The third paragraph shifts the focus to chemical nomenclature and how it is managed by the PubChem group at NCBI. It explains the process of aggregating terms for chemical compounds, including computed descriptors based on the chemical structure and identifiers from various organizations. The paragraph provides an example of the Tamoxifen compound page on PubChem, detailing the sections where names, identifiers, and synonyms are listed. It also discusses the availability of downloading information for individual compounds or bulk data through the NCBI FTP site, including GENE_INFO files for gene and protein information and CID-Synonym files for chemical synonyms.

Mindmap
Keywords
๐Ÿ’กGene and Protein
Genes and proteins are fundamental to biological functions and are the focus of much scientific research. In the video, they discuss how the nomenclature for genes and proteins can evolve over time, leading to confusion. The video provides examples of how different names for the same gene or protein can be consolidated and understood through resources like NCBI's Gene database.
๐Ÿ’กChemical Names and Aliases
Chemical compounds can have various names, synonyms, or aliases, which can make literature searches and compound identification challenging. The video explains how NCBI's PubChem group manages this issue by aggregating all terms used for chemical compounds, including official IUPAC names, registry identifiers like CAS, and marketable names.
๐Ÿ’กNCBI (National Center for Biotechnology Information)
NCBI is a vital resource in the field of bioinformatics, providing databases and tools for scientific research.
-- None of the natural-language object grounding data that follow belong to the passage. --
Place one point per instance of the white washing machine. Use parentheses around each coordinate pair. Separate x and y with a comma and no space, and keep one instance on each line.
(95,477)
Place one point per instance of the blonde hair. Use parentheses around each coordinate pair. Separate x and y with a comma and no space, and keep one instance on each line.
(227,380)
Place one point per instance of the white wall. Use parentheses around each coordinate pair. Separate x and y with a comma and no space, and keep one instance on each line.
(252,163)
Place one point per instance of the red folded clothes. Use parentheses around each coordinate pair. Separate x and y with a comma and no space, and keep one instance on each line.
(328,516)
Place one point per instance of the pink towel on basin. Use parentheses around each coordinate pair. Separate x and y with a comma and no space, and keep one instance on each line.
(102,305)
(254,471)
In the video, NCBI is highlighted for its role in standardizing and providing access to information on gene symbols, protein names, and chemical compound synonyms through platforms like the Gene database and PubChem.
๐Ÿ’กRefSeq
RefSeq, or the Reference Sequence project, is a group within NCBI that curates a comprehensive list of terms used for genes and proteins. The video mentions how RefSeq compiles official gene symbols, protein names, and aliases from various sources, including literature and databases, to help researchers navigate the complexities of nomenclature.
๐Ÿ’กIUPAC Name
The IUPAC name, or International Union of Pure and Applied Chemistry name, is the official and systematic nomenclature for chemical compounds based on their atomic structure. The video discusses how IUPAC names are used alongside other identifiers to ensure precise chemical identification, despite the existence of marketable names like Tamoxifen.
๐Ÿ’กAliases or Synonyms
Aliases or synonyms are alternative names for genes, proteins, or chemical compounds. The video emphasizes the importance of recognizing these alternative terms to avoid confusion and ensure accurate scientific communication. NCBI databases, such as Gene and PubChem, include these synonyms to facilitate comprehensive searches.
๐Ÿ’กFTP Site
The FTP (File Transfer Protocol) site mentioned in the video is a resource where researchers can access bulk data files from NCBI, including GENE_INFO files and PubChem databases. These files are crucial for those who need extensive datasets for research or analysis, as they provide a wealth of information in a downloadable format.
๐Ÿ’กGENE_INFO Files
GENE_INFO files are tab-separated text files produced by the RefSeq group that contain extensive information about genes, including gene symbols and protein names. The video explains that these files are updated regularly and can be accessed via the NCBI FTP site, offering a valuable resource for researchers interested in gene and protein data.
๐Ÿ’กPubChem Compound Identifier (CID)
The PubChem Compound Identifier (CID) is a unique number assigned to each chemical compound in the PubChem database. The video discusses how the CID is used in conjunction with synonyms to help researchers identify and search for chemical compounds within the PubChem database.
๐Ÿ’กComputed Descriptors
Computed Descriptors are terms generated by a software program based on the chemical structure of a compound. These include IUPAC names, InChI, InChI Key, SMILES, and SMARTs. The video explains that these descriptors are part of the comprehensive data available on PubChem Compound record pages, aiding in the identification and search of chemical compounds.
๐Ÿ’กNCBI Insights Blog
The NCBI Insights Blog is a platform that provides information about NCBI resources, including tips and tricks for using their databases effectively. The video script mentions that detailed instructions on how to access gene and protein aliases, as well as chemical synonyms, are available through blog posts, which can be easily accessed through provided links.
Highlights

The webinar discusses gene, protein, and chemical nomenclature, addressing the challenges of evolving scientific terminology.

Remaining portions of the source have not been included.